In June 2004, she received a petition seeking child support for Jeffrey. A Greene County support magistrate found Ms. Ward liable for child support as the adoptive parent of Jeffrey from the date of surrender, September 2, 2003. Family Court, affirming the findings of fact and final order of support, charged Ms. Ward with “$133.54 weekly child support for Jeffrey commencing February 4, 2005 and $10,015.50 arrears from September 2, 2003 through January 28, 2005 to be paid in $10 weekly increments.” The Appellate Division affirmed.
*1010Ms. Ward contends that she should be exempt from the child support obligation as the single “parent” of a “child born out of wedlock” and that in the alternative GCDSS should be equitably estopped from enforcing the support order. We disagree.

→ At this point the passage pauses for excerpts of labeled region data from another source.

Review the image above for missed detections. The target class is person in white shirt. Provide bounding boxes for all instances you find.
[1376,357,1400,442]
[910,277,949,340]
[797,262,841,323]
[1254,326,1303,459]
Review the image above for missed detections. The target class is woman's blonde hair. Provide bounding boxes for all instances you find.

An adoptive parent assumes all of the liabilities of a biological parent (see Betz v Horr, 276 NY 83, 89 [1937]). Upon voluntary surrender, a parent retains the obligation to provide financial support for a child until he or she is adopted or turns 21 (see Family Ct Act § 413). Although the Social Services Law carves out a limited exception from this support requirement for children born out of wedlock to unwed mothers (see Social Services Law § 398 [6] [f]; 18 NYCRR 422.4), this exception does not apply to Ms. Ward. As Jeffrey was not “begotten and born” to her, she does not qualify as the “mother of a child born” out of lawful matrimony (see Family Ct Act § 512). Like the Appellate Division, we acknowledge the apparent harsh result in this highly unusual case, but cannot conclude that the doctrine of estoppel is applicable against the State.